The dog finally stopped leaping up and down, and stood not far away from the wagon’s tailgate, panting and wagging his tail. But as I came closer, he retreated towards the chair; and when I was only a few feet away, he actually jumped up on to the seat and sat there, staring at me with his great lolloping head on one side, and his tongue hanging out. I took a few paces towards him, trying to look like an Angry Master.
‘Sheraton, you’d better get off that chair,’ I cautioned him.
He let out a low, rattling growl. I stopped, and stayed where I was, because for some reason that growl reminded me far too much of the animal breathing I had heard in my library last night.

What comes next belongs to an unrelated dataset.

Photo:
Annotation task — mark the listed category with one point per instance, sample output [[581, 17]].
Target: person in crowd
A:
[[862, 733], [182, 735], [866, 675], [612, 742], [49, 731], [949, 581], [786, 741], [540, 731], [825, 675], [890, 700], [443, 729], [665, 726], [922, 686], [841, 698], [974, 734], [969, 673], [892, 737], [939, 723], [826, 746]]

‘Sheraton,’ I told the dog, more apprehensively. ‘Sheraton, I want you to move your ass off that chair. I mean it.’
Sheraton growled again.
‘Ricky?’ asked Sara. ‘What’s wrong with him? He usually does what he’s told.’
Jonathan cried, ‘Sherry! Come on, boy!’ in that high, piping voice of his, but Sheraton ignored him. Trust me to christen a dog after a goddamned sideboard.
‘Sheraton,’ I said, in my real this-is-it tone – the tone that Jonathan always recognises as a final and absolute signal that it’s time to go to bed. ‘Sheraton, get off that chair.’
Sheraton stared at me for one second more, and then suddenly he yelped out loud in pain, and twisted his body first one way and then the other. Then he was off that chair like a bat out of hell, and running across the lawn towards the back of the house as fast as I’d ever seen him.